Nonlinear disruption of integration-segregation balance in task-based fMRI brain networks of depression

Depression is often accompanied by impairments in reward-punishment feedback processing, yet the underlying complex-system mechanisms of brain functional networks remain unclear. Complex network theory provides a novel paradigm for characterizing the dynamics of integration and segregation in brain networks and for uncovering nonlinear topological alterations in psychiatric disorders. In this study, we constructed brain functional networks of patients with depression and healthy controls based on task-related fMRI data from a gambling reward-punishment paradigm. Using graph-theoretical and complex network approaches, we evaluated key topological measures, including global efficiency, local efficiency, and small-world properties, and further examined the coupling between network topology and behavioral reaction times. Individuals with depression exhibited significantly reduced network integration capacity, manifested by decreased global and local efficiency, which progressively worsened with clinical severity.

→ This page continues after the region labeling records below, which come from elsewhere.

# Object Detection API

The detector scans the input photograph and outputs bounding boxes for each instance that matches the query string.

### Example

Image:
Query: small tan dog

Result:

In contrast, small-world properties in certain regions showed relative enhancement, which may reflect local reorganization or compensatory tendencies within the network rather than a definitive adaptive mechanism. Moreover, the degree of topological disruption was negatively correlated with reaction time, revealing a coupling between cognitive slowing and information transfer efficiency in complex networks. Overall, depression in reward-punishment contexts is characterized by a nonlinear disruption of the integration-segregation balance of brain networks, with impaired global transmission efficiency and adaptive modulation of local modularity and small-world organization. The results not only delineate the multilayered abnormalities of brain networks in depression but also indicate that complex network theory may provide novel topological biomarkers for the diagnosis and prediction of psychiatric disorders.